Shouting past me, right in my ears, damn him: “Hey, No Mind!”

No Mind stopped blubbering for a second. “Help me! Someone help me!”

Pirate started in on me in his adult-to-adult voice. “Listen, buddy, I’m none too partial to that dude either, but we can’t let him rot there.”

“Why?”

“Fuck it. You want to get into the City? How you going to get into the City with an attitude like that? What the hell is your goddam City about anyway, if the zens can carry around a mind like that?”

“I’m calm as can be, Pirate.” The hulk of him just about corked the passage in front of me. I figured I could take him pretty easy if it came to that. The man’s an ape.

“You sonuvabitch, you’d let someone die?”

“Life and death are illusions, loverboy. Get out of my way.”

“What’s happened to you, Big Man? Is this what zazen’s done for you?”

I hadn’t heard her coming, but Angela was peeking around Pirate’s shoulder. “He followed us from up by the candle room, didn’t he? I toldjas I heard somebody. What’s goin’ on?”

Pirate kept looking straight at me, and I kept looking right back. “It’s No Mind. He’s jammed. Big Man says let him die there.”

Angela poked her head under Pirate’s arm to see me better. She reached her little hand through and tried to turn my head so I’d look at her. I did it, but I burned her with these eyes, I can tell you—my samadhi power is strong, and when I send out like
that, nothing can come in, nothing can touch me.

“Shame on you, Big Man”—stroking my forehead, my cheek, my lips—“you don’t wanna be that way. Let’s go back and git him.”
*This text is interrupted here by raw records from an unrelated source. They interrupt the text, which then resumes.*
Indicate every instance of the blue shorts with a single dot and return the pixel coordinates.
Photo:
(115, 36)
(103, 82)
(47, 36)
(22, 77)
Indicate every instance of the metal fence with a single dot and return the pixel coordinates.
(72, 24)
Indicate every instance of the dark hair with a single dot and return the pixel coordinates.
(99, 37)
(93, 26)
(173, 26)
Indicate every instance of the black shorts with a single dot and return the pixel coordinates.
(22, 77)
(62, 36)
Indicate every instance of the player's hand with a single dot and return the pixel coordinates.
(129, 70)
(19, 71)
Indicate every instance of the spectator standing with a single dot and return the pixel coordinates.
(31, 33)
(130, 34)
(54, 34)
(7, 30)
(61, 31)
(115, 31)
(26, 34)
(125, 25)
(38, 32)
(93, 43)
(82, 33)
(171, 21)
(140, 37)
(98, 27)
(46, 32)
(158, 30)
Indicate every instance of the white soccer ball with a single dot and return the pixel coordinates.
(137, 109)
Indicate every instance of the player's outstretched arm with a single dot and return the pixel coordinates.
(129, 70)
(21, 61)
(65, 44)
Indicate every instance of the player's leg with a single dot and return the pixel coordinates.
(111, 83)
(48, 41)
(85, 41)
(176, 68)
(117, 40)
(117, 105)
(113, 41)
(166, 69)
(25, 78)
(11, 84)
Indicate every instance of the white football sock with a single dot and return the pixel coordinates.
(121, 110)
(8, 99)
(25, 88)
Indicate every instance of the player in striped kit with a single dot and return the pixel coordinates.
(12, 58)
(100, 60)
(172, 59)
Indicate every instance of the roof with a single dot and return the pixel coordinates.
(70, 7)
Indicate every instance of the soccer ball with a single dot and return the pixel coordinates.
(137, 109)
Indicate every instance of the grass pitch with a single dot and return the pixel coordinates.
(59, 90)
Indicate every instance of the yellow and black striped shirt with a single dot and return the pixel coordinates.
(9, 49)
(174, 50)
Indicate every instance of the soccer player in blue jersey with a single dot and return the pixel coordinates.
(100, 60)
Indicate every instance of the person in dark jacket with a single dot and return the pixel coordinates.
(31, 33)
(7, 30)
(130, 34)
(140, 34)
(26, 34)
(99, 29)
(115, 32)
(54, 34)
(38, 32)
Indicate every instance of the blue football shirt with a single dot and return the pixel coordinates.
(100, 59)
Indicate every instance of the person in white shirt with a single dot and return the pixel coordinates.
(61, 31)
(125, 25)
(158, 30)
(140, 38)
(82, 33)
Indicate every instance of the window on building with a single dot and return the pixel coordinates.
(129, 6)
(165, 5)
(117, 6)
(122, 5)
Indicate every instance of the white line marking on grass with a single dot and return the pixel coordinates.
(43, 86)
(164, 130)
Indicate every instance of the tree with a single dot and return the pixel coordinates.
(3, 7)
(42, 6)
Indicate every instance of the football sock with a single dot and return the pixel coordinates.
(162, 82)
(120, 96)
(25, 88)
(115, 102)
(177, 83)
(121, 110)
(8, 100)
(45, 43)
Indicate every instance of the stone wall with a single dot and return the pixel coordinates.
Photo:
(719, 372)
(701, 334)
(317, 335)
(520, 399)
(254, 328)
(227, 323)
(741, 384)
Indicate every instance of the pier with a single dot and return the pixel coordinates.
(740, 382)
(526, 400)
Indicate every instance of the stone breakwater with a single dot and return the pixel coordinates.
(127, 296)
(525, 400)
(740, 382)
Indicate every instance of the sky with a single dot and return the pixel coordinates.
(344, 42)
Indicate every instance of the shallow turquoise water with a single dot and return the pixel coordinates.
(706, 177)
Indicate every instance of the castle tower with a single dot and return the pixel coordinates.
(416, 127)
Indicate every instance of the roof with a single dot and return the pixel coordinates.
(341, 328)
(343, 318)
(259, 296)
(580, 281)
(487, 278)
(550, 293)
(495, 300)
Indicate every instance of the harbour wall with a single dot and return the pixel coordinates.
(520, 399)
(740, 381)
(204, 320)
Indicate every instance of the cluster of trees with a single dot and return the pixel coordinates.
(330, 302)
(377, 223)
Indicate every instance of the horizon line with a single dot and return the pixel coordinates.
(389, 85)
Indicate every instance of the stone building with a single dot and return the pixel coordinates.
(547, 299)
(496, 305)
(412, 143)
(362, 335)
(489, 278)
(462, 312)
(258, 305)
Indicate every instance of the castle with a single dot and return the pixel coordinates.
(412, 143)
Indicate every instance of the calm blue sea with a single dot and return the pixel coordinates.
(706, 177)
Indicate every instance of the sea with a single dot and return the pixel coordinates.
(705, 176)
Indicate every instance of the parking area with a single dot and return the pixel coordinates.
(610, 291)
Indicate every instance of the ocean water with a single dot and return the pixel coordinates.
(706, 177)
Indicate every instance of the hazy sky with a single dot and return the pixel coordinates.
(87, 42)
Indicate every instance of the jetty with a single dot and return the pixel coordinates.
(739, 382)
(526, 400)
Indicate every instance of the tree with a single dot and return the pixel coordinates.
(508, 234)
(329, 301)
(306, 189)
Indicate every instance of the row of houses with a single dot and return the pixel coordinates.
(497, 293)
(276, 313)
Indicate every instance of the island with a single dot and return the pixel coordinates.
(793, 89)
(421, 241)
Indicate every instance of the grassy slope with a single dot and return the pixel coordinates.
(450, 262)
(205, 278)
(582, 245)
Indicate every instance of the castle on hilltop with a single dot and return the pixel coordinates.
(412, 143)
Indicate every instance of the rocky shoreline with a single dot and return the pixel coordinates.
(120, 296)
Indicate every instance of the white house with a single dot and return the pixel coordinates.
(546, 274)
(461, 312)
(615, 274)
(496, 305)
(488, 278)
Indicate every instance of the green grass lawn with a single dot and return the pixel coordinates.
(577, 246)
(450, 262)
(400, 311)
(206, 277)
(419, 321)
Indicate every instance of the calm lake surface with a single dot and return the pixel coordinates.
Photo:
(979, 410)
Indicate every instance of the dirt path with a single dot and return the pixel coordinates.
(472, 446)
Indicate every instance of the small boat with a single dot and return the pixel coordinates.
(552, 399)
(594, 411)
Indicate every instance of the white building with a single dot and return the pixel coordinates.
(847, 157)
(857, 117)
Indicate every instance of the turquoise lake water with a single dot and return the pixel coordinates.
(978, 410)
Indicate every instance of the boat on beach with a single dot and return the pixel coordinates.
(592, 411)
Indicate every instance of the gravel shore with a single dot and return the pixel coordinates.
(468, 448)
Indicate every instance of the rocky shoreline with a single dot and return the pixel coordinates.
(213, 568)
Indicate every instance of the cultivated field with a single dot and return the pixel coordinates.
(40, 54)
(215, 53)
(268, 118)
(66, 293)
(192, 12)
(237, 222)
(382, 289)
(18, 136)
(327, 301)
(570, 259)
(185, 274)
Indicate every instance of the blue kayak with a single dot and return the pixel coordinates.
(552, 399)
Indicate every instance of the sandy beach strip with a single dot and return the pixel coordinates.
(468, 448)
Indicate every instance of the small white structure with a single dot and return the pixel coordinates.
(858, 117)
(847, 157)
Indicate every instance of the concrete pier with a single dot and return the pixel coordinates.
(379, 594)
We were all in a clump, the knot of us in that stone throat. I caught Pirate’s eye again. “You go to hell, mister,” I said. I turned around and led them back. The passage widened to a domed void where No Mind’s hole ran in.

“Lookit them stone straws.” Angela groped along behind. “They all slant back one way—that’s how it must blow in here. But now the breeze is hittin’ us the other way. Didjas notice that?”

“So what?” I said. Angela being smart again.

“So it’s gettin’ awful wet. I think maybe we’re in trouble. It’s floodin’ in somewheres. Must be a storm up above. The pool under that little waterfall we come by was foamin’ up with twigs and pebbles and dirt. It’s drippin’ in through there…” We reached No Mind, coughing and whimpering in his squeeze. He was straining to keep his chin high—muddy water gushed out under him. A wind stinking of rotten victuals sprayed it into a pretty cataract. “…And through there too.”

Pirate worked past me to where No Mind choked and spat. He found a purchase with his fingers, in behind No Mind’s shoulders. He twisted, eased, shimmied, and yanked. No Mind groaned, “I am not separate from all beings.” His head bobbed as he gurgled and watched angels.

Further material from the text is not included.